03-18-2005, 08:14 PM
Pneumatics are nice for two position action, but for variable control they don't seem to be very capable. I'm thinking however that variable control can be achieved by using two cylinders in parallel, such as with a bicep and tricep. however, when applying pressure to your "bicep" the second cylinder would be applying some back pressure, so that the cylinder would not contract all the way. I don't know if this is what you're using, but it makes sense that it could work. Team 614 uses a single piston w/ variable control... the advantage here is much greater reliability and less chances of stripped gears, stuff broken, etc. We have not had any issue with the arm breaking, except for the claws being slightly bent.

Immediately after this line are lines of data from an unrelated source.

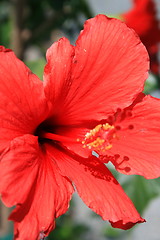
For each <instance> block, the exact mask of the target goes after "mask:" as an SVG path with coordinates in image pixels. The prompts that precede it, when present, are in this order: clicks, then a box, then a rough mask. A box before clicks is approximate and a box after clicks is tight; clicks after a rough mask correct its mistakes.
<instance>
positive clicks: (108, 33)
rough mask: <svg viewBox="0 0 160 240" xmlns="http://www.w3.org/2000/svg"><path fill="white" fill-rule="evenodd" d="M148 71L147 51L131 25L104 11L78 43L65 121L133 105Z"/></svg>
mask: <svg viewBox="0 0 160 240" xmlns="http://www.w3.org/2000/svg"><path fill="white" fill-rule="evenodd" d="M147 71H148V54H147V52H146V50H145V48H144V46H143V45H142V43H141V42H140V40H139V38H138V37H137V35H135V33H134V32H133V31H132V30H131V29H129V28H127V27H126V25H125V24H124V23H122V22H121V21H119V20H116V19H109V18H107V17H106V16H104V15H98V16H96V17H95V18H93V19H90V20H88V21H87V22H86V23H85V27H84V30H83V31H82V32H81V34H80V36H79V38H78V40H77V45H76V47H75V56H74V62H73V70H72V76H71V79H72V84H71V86H70V88H69V92H68V95H67V98H66V99H65V103H64V104H65V106H64V110H63V111H65V116H61V119H62V118H63V119H64V120H63V122H64V124H65V121H66V119H67V120H68V121H69V120H70V122H71V123H72V124H73V123H79V122H81V121H82V120H88V119H96V120H101V119H103V118H106V114H108V113H113V112H114V111H115V110H116V109H117V108H118V107H126V106H128V105H130V104H131V103H132V101H133V99H135V97H136V95H137V94H138V93H139V92H140V91H142V89H143V84H144V81H145V80H146V78H147ZM59 118H60V117H59ZM61 121H62V120H61ZM68 121H67V123H68Z"/></svg>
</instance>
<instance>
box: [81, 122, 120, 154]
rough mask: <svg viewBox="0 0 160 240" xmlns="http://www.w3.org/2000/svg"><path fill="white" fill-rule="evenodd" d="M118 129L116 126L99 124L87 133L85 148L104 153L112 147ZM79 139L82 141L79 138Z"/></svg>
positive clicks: (93, 150) (83, 144)
mask: <svg viewBox="0 0 160 240" xmlns="http://www.w3.org/2000/svg"><path fill="white" fill-rule="evenodd" d="M116 137H117V135H116V129H115V127H114V126H111V125H109V124H108V123H106V124H99V125H97V126H96V127H95V128H94V129H92V130H90V131H89V132H87V133H86V135H85V138H84V140H83V141H81V142H82V144H83V147H84V148H86V147H87V148H89V149H91V150H92V151H95V152H98V153H101V152H102V153H103V152H105V151H107V150H109V149H111V148H112V140H113V139H114V138H116ZM77 141H80V140H79V139H77Z"/></svg>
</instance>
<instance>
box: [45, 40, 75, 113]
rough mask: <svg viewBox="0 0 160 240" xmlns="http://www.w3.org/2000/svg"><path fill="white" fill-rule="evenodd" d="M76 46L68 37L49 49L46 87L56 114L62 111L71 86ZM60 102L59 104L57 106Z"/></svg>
mask: <svg viewBox="0 0 160 240" xmlns="http://www.w3.org/2000/svg"><path fill="white" fill-rule="evenodd" d="M73 54H74V48H73V46H71V45H70V43H69V41H68V40H67V39H66V38H61V39H60V40H59V41H58V42H56V43H54V44H53V45H52V46H51V47H50V48H49V49H48V51H47V54H46V58H47V64H46V66H45V69H44V87H45V92H46V95H47V98H49V99H50V100H51V102H52V104H54V105H55V106H54V114H56V110H57V111H60V110H61V109H59V104H60V102H63V101H64V98H65V96H66V94H67V91H68V88H69V86H70V83H71V82H70V74H71V63H72V58H73ZM56 104H58V106H56Z"/></svg>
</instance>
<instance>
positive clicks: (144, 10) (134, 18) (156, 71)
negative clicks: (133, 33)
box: [123, 0, 160, 74]
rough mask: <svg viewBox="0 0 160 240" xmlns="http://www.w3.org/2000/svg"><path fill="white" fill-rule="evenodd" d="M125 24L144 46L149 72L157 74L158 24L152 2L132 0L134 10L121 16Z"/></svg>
mask: <svg viewBox="0 0 160 240" xmlns="http://www.w3.org/2000/svg"><path fill="white" fill-rule="evenodd" d="M123 18H124V20H125V22H126V24H127V25H128V26H129V27H131V28H133V29H134V30H135V31H136V32H137V34H138V35H139V37H140V39H141V41H142V42H143V44H144V45H145V46H146V48H147V50H148V53H149V56H150V60H151V71H152V72H153V73H155V74H158V73H159V62H158V43H160V22H159V20H158V18H157V16H156V6H155V2H154V0H134V8H133V9H132V10H131V11H129V12H127V13H125V14H123Z"/></svg>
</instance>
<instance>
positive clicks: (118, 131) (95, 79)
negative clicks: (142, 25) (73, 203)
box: [0, 15, 160, 240]
mask: <svg viewBox="0 0 160 240" xmlns="http://www.w3.org/2000/svg"><path fill="white" fill-rule="evenodd" d="M148 65H149V61H148V54H147V52H146V50H145V48H144V46H143V44H142V43H141V42H140V40H139V38H138V36H137V35H136V34H135V33H134V32H133V31H132V30H130V29H129V28H128V27H127V26H126V25H125V24H124V23H122V22H121V21H119V20H116V19H109V18H107V17H106V16H103V15H98V16H96V17H95V18H93V19H90V20H88V21H87V22H86V23H85V27H84V30H83V31H81V33H80V36H79V38H78V40H77V42H76V46H72V45H70V43H69V41H68V40H67V39H66V38H62V39H60V40H59V41H58V42H56V43H54V44H53V45H52V46H51V47H50V48H49V49H48V51H47V64H46V66H45V69H44V81H43V82H41V81H40V80H39V79H38V77H37V76H35V75H34V74H33V73H31V71H30V70H29V69H28V68H27V67H26V66H25V65H24V64H23V63H22V62H21V61H20V60H18V59H17V58H16V57H15V55H14V53H13V52H12V51H11V50H9V49H5V48H4V47H1V48H0V96H1V101H0V152H1V161H0V168H1V177H0V193H1V197H2V200H3V202H4V203H5V204H6V205H7V206H8V207H11V206H14V205H15V206H16V208H15V209H14V210H13V212H12V213H11V215H10V219H11V220H13V221H14V222H15V231H14V232H15V233H14V234H15V239H17V240H24V239H25V240H35V239H37V238H38V236H39V237H41V236H43V237H44V236H47V235H48V234H49V232H50V231H51V230H52V229H53V228H54V226H55V218H57V217H59V216H60V215H62V214H63V213H65V212H66V211H67V209H68V206H69V201H70V199H71V195H72V193H73V192H74V187H73V186H75V188H76V189H77V191H78V193H79V195H80V197H81V198H82V199H83V201H84V202H85V203H86V204H87V205H88V206H89V207H90V208H91V209H92V210H93V211H95V212H96V213H98V214H99V215H101V216H102V218H103V219H104V220H109V221H110V222H111V224H112V226H113V227H117V228H122V229H128V228H130V227H132V226H133V225H134V224H135V223H139V222H143V221H144V219H142V218H141V217H140V215H139V214H138V212H137V211H136V209H135V208H134V206H133V204H132V202H131V201H130V199H129V198H128V197H127V195H126V194H125V193H124V191H123V189H122V188H121V186H120V185H119V183H118V182H117V181H116V179H115V178H114V177H113V175H112V174H111V172H110V171H109V170H108V168H107V167H106V166H105V165H104V163H103V161H104V162H105V161H106V162H108V161H109V160H110V161H111V162H112V163H113V164H114V165H115V167H116V168H117V170H119V171H121V172H123V173H125V174H133V173H134V174H140V175H143V176H145V177H146V178H154V177H158V176H160V152H159V142H160V134H159V131H160V130H159V129H160V121H159V119H160V101H159V100H157V99H154V98H151V97H149V96H144V95H143V94H141V92H142V91H143V85H144V82H145V80H146V78H147V76H148ZM93 150H94V151H95V152H97V153H98V154H99V158H98V157H95V156H93V155H92V151H93Z"/></svg>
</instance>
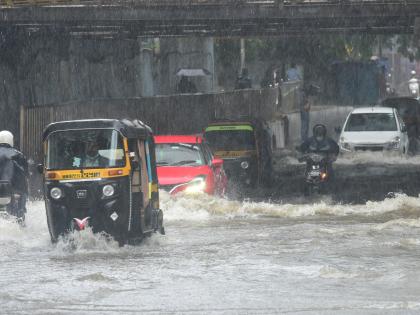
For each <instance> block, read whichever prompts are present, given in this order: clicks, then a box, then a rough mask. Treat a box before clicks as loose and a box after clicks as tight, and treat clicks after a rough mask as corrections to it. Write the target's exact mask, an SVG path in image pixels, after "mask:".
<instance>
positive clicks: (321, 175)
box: [299, 153, 331, 196]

The problem is that the weight of the tetras necessitates a large cylinder which consumes a lot of air. Because of this we are somewhat limited on how many tetras we can lift before we run out of pressure (roughly 4-5, though w/ proper consideration of time needed to charge cylinders, this may be extended to 6- once the tetra is above 45 degrees, the pressure required drops dramatically though). Those who have seen us today at the Annapolis regional have probably noticed the slow lifting of the last tetra....
It would have been nice to attach a potentiometer for dialing the angle of the arm for autonomous, but that was deemed unnecessary (which it was, due to having a broken autonomous (now fixed, but unused since not many other robots can do autonomous either, and the benefits are questionable compared to the risks of getting something stuck, since we do not have time for testing).